The challenge with outdoor portraits is how to ensure that your subject’s face is well lit. Often you’ll get harsh shadows in areas which don’t have direct light on them. Such shadows create dead patches in your image and can actually cause certain facial features to be accentuated in non flattering ways.
Commonly it is the undersides of a face that is the problem area in outdoor portraits (under the chin, nose etc).
Using a reflector helps with this by reflecting available light into those areas of your subjects face that would be in shadow without it. Quite often the best place for one is below your subjects face reflecting light back up into those dark under-spots.
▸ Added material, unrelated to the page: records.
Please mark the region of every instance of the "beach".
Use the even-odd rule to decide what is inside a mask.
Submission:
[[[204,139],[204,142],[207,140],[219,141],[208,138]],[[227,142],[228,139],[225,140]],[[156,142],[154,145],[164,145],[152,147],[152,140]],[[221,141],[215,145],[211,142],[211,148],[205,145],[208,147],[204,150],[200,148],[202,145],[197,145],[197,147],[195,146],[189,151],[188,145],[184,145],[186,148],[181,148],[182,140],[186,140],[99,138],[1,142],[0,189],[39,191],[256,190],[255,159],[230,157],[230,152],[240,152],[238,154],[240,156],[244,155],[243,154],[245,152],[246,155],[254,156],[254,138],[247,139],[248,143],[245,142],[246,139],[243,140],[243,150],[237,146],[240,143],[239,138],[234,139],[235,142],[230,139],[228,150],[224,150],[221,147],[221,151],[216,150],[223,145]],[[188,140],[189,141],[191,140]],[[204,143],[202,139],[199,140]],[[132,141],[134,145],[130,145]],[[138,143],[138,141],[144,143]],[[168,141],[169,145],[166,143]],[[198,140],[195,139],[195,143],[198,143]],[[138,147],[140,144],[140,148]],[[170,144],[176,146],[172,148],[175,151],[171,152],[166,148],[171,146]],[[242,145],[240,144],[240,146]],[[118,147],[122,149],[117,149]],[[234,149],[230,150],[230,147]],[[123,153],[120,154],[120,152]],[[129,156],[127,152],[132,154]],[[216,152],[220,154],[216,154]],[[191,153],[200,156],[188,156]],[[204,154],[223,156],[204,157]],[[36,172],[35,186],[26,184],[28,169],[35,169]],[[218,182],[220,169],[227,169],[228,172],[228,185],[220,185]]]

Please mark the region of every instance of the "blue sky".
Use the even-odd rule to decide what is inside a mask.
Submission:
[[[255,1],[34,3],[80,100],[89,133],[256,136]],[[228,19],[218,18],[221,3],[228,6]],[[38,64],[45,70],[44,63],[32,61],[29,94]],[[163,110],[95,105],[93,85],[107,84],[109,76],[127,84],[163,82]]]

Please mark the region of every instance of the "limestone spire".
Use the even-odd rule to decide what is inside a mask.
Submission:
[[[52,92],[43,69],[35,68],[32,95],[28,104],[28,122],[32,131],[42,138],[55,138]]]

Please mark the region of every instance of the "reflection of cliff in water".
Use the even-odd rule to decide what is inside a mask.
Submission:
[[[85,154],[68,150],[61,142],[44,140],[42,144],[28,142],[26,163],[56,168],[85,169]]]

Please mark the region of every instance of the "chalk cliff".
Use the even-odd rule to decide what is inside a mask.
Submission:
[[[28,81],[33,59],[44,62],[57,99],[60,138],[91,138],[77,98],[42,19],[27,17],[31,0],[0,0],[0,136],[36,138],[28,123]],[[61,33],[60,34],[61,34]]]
The most obvious place to try out a reflector is outside but don’t write them off for indoor shooting. I find that they are particularly handy in those shots you take indoors next to windows where there is some natural light, but not quite enough to shoot without a flash. Introduce reflector into these situations and you will often find that a flash is not needed at full strength (if at all).
Reflectors generally come in two colours, silver and gold. Each gives off a different light, silver ones giving a bright and whiter reflection and gold giving a warmer and more subtle light.
To use a reflector you’ll usually want to get it pretty close to your subject – without getting it in the shot. Place your subject so that they are not looking directly into the sun (I like back or side light) and then position the reflector so that it’s glow bounces back up to light up your subject’s face. You’re ideally looking for a nice even light with no shadows so keep positioning the reflector until you achieve this (an assistant can be handy with this – although if your shot is more tightly cropped you might even be able to get the reflector positioned in your subjects lap).